OJS OCS OMP OHS

You are viewing the PKP Support Forum | PKP Home Wiki



MS Word derived HTML galleys

Are you responsible for making OJS work -- installing, upgrading, migrating or troubleshooting? Do you think you've found a bug? Post in this forum.

Moderators: jmacgreg, btbell, michael, bdgregg, barbarah, asmecher

Forum rules
What to do if you have a technical problem with OJS:

1. Search the forum. You can do this from the Advanced Search Page or from our Google Custom Search, which will search the entire PKP site. If you are encountering an error, we especially recommend searching the forum for said error.

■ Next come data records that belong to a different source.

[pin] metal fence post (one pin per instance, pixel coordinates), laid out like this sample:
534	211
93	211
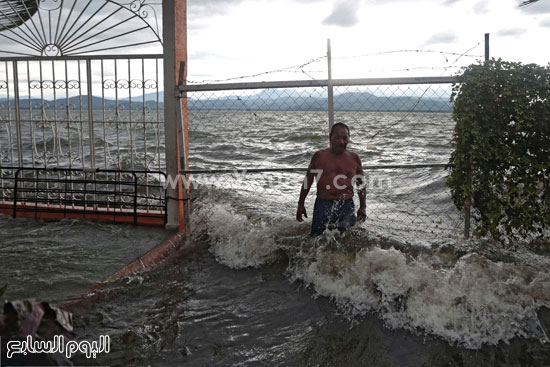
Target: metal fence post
486	46
330	87
17	114
90	112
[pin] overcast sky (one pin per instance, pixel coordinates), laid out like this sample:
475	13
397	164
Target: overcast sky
232	38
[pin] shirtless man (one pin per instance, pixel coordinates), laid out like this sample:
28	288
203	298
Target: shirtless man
336	171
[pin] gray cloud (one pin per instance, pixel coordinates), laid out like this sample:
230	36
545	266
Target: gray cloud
481	8
202	55
344	14
443	37
202	8
545	23
542	6
511	32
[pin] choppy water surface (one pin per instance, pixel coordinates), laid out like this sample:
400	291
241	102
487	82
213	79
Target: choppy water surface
402	289
53	260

2. Check the FAQ to see if your question or error has already been resolved.

3. Post a question, but please, only after trying the above two solutions. If it's a workflow or usability question you should probably post to the OJS Editorial Support and Discussion subforum; if you have a development question, try the OJS Development subforum.

MS Word derived HTML galleys

Postby delong » Thu Mar 23, 2006 2:05 am

Anybody have any hints or suggestions for getting clean HTML galleys derived from MS Word files? I get various degrees of cruft in my galleys - little question marks where tabs or other characters aren't formatting correctly.

Its just in the galley proof views and published html articles. If I click on the galley file link next to galley proof, it renders fine.

My charsets are set uniformly to utf8. Checked that already. I think its just a problem with Word files converted to HTML, because my pdf proofs are fine.

How does everyone else convert their submissions to HTML? Hints, suggestions, exhortations are much appreciated!
delong
 
Posts: 13
Joined: Thu Dec 01, 2005 3:17 pm

re: MS Word derived HTML galleys

Postby mj » Mon Jul 31, 2006 12:52 pm

Hi delong,

One of the features we're working on for OJS 2.2 is integration with a web service that will allow document conversion from MS-Word (and others) to XML, which in turn can be rendered into (consistent, UTF-8) XHTML galleys.

I have actually done a fair amount of work in this area; mostly using OpenOffice.org to do the conversion, which I can't recommend enough above MS-Office. Often character conversion issues can come from custom (Microsoft) fonts -- the Symbol font comes to mind. Depending on if you're previewing the galley file in IE, it may appear correctly, however once it's published through the web server, character encodings go funny.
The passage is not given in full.